A fate that is reminiscent of the martyrdom of Mariupol, which fell into the hands of the Russians after three months of fierce fighting and more than 90% destroyed. “Putin’s troops did not hesitate to raze it to take it and I think they will not hesitate to do the same for Severodonetsk, considers General Trinquand. When a city is extremely well defended, it is the only way to get hold of it.” In Mariupol, the Ukrainian authorities had estimated the toll of the fighting at 20,000 dead. According to the Russian Defense Ministry, nearly 4,000 Ukrainian soldiers were also captured there.

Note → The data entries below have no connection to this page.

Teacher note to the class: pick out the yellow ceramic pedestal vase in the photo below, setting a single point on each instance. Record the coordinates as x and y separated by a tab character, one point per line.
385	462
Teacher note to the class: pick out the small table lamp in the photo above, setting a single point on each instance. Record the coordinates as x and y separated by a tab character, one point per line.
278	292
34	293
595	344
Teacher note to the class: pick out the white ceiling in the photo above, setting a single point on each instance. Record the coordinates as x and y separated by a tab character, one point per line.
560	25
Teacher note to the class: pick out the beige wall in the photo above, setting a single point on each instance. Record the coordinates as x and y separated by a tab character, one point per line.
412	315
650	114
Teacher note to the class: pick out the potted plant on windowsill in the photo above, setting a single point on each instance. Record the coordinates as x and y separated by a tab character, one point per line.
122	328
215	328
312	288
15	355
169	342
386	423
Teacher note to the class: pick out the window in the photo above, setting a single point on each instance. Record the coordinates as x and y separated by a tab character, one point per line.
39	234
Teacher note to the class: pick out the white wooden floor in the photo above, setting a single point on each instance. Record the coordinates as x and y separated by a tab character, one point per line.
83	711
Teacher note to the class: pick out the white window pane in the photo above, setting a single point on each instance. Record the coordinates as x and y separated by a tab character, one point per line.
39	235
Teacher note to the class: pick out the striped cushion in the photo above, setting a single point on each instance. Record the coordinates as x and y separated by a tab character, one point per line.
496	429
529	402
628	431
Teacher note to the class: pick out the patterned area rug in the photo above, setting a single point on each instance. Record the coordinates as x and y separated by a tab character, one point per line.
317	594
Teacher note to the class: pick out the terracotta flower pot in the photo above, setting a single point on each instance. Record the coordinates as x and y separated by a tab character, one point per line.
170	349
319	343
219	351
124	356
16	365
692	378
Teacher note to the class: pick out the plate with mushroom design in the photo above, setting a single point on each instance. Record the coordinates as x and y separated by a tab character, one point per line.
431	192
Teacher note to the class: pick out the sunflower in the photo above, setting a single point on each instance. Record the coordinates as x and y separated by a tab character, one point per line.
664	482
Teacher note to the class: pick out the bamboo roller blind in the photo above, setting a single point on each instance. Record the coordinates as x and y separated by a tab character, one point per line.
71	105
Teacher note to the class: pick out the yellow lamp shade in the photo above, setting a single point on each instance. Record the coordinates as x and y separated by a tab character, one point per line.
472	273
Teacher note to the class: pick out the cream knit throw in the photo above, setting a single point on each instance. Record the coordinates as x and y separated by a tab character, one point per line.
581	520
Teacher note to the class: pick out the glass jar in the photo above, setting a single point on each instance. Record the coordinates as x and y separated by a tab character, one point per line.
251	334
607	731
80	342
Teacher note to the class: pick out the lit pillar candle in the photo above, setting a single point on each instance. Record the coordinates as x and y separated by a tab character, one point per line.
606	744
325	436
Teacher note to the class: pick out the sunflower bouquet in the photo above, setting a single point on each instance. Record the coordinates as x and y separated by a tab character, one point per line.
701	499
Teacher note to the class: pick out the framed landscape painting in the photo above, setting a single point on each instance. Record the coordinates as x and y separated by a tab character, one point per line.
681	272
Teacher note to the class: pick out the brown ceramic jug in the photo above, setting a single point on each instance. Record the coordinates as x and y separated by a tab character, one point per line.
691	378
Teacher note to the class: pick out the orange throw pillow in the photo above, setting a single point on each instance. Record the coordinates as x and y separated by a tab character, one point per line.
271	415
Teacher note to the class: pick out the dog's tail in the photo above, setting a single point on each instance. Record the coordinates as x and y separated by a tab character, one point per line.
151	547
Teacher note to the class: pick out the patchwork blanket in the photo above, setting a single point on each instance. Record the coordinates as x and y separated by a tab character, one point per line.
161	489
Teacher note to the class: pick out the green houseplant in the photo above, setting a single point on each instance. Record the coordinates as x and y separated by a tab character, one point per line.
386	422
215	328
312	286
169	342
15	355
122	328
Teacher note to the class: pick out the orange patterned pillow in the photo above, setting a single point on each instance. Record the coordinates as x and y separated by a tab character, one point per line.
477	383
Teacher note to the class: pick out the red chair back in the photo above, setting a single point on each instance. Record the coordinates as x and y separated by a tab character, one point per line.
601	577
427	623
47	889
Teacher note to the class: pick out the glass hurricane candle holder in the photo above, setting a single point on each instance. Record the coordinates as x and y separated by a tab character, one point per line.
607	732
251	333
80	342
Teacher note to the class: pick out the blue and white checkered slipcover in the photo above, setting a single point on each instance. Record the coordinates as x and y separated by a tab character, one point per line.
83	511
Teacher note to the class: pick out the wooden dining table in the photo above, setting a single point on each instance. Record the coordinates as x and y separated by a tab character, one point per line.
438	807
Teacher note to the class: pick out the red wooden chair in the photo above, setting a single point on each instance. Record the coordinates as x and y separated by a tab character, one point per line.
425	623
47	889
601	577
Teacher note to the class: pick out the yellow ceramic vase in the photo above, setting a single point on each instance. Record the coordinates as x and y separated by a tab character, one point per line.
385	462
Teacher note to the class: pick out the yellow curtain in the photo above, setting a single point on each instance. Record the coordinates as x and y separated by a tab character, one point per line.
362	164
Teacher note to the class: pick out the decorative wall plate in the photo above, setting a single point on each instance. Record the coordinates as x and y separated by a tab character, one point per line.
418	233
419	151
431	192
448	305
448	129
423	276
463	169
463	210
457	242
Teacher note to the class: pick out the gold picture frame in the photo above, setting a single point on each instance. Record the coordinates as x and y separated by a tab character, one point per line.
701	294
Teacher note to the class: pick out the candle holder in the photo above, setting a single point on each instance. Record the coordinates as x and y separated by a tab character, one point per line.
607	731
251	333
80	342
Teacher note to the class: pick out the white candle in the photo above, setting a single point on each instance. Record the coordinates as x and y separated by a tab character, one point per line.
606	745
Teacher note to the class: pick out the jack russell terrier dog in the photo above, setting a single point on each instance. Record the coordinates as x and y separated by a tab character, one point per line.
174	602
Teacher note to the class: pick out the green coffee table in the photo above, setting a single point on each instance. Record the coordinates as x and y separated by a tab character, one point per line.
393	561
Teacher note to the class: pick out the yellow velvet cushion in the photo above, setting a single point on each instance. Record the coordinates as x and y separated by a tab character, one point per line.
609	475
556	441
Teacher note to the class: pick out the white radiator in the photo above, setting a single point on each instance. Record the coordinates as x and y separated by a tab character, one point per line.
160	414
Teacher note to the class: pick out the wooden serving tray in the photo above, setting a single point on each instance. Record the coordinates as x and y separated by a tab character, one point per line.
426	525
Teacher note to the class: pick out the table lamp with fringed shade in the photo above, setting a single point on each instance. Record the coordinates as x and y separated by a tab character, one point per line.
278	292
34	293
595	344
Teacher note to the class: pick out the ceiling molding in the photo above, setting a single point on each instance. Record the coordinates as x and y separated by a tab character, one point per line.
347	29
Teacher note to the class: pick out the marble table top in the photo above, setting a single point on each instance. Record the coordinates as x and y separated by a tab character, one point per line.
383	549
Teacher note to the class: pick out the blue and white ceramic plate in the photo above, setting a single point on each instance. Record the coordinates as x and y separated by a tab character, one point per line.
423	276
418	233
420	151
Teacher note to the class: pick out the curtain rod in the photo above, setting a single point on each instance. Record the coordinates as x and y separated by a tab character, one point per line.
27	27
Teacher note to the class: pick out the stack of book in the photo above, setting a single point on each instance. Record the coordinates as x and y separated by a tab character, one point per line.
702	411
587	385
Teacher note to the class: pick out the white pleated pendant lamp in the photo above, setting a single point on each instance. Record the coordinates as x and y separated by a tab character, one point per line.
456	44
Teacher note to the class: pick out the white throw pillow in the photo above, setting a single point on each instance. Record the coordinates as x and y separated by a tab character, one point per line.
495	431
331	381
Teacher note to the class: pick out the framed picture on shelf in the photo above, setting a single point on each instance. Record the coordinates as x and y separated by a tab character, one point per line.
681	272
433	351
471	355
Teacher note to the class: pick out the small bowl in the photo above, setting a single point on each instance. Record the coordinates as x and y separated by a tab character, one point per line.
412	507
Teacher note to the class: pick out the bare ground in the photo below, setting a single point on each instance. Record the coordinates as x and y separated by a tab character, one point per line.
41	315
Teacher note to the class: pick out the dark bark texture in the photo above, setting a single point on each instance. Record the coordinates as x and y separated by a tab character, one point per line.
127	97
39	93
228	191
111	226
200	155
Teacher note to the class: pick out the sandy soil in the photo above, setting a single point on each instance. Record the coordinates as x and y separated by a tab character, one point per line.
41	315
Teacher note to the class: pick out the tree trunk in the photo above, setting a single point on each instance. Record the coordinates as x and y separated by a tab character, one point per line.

Can the Ukrainian forces present in Severodonetsk hope to stand up to the Russian steamroller? “We are not certain that they will show the same combativeness as in Mariupol, insofar as the soldiers are already exhausted by 90 days of war, estimates Olivier Kempf, director of the strategic cabinet La Vigie. Conversely, to avoid letting its troops be surrounded and ultimately losing them, the Ukrainian general staff could also decide to cede the city in order to redeploy its troops further west.

Moscow’s next target is, in fact, hardly in doubt: the two cities of Sloviansk and Kramatorsk located 80 kilometers further west, and another major Ukrainian bastion in the Donetsk region. “We will continue the special military operation until all objectives have been achieved,” Russian Defense Minister Sergei Shoigu warned on Tuesday, leaving a long-term conflict in the air. “The whole Ukrainian line of defense is in difficulty today, draws up Olivier Kempf. Therefore, kyiv risks having no other choice but to lose men in Severodonetsk in order to save time, or to keep its men, but lose ground.”